Liglerimizde Playoff’lara yaklaştığımız, Taismary Aguero, Mirka Francia Vasconcelos gibi Kübalıların takımlarını maçlarda zirveye taşıdığı, rekabetin iyice kızıştığı şu günlerde Voleybolunsesi okuyucularını dünya voleybolunun bir dönem en çok konuştuğu isimlerden biriyle buluşturmak istedik. Bu isim, FIVB tarafından 20. yüzyılın en iyi voleybolcusu olarak seçilen, Aguero ve Francia ile uzun yıllar Küba Milli Takımı’nda beraber oynamış olan Regla Torres.
Regla Torres’i tanırken…
Regla Radames Torres Herrera Küba’nın başkenti Havana’da 12 Şubat 1975’te dünyaya geldi. “Torres” İspanyolca’da “Kule” anlamına gelir. Yıllar gösterecektir ki, Torres’in ailesinden aldığı en önemli özelliği soyadının anlamını profesyonel sporculuk hayatının her köşesinde file üstünde kurduğu kuleyi andıran bloklarıyla taşıyacak olmasıdır.
Voleybola daha 8 yaşındayken Havana’da Empeza Jugar adlı bir spor okulunda başlayan Torres, 14 yaşındayken Küba Yıldız Milli Takımı ile uluslararası turnuvalarda boy göstermeye başladı. 1990 yılında Seattle’da düzenlenen İyi Niyet Oyunları’nda ve Dünya Şampiyonası’na Küba Milli Takımı ile katıldı. Daha 16 yaşındayken Pan Amerika Oyunları ve Dünya Kupası’nda Küba Milli Takımı ile altın madalyaya uzandı.
Olimpiyatlar Tarihinde Altın Madalya Kazanan En Genç Oyuncu
Regla Torres, 1992 Barselona Olimpiyatları’nda finalde Sovyetler Birliği’ni 3-1 yenerek altın madalyaya uzanan Küba Milli Takımı kadrosunda yer aldı. 17 yaşındayken ulaştığı bu başarı ile Torres hala Olimpiyatlar tarihinde altın madalya kazanan en genç oyuncu unvanını korumaktadır.

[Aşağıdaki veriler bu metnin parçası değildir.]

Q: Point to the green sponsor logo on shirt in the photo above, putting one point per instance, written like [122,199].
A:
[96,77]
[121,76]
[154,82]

Küba A Milli Takımı için oynamayı sürdürürken bir yandan da Küba Genç Milli Takımı’nın başarısı için de ter dökmeye devam eden Torres, 1993 Dünya Gençler Voleybol Şampiyonası’nda takımını altın madalyaya taşıdı ve takım arkadaşı Taismary Aguero “En Değerli Oyuncu” seçilirken kendisi de “En İyi Smaçör” ödülünü aldı. 1.91 boyundaki orta oyuncu genç yaşında voleybolunu her gün geliştirmeye devam etti ve Küba Milli Takımı’nın dünya voleybolunda yıllarca zirvede kalmasında büyük pay sahibi oldu.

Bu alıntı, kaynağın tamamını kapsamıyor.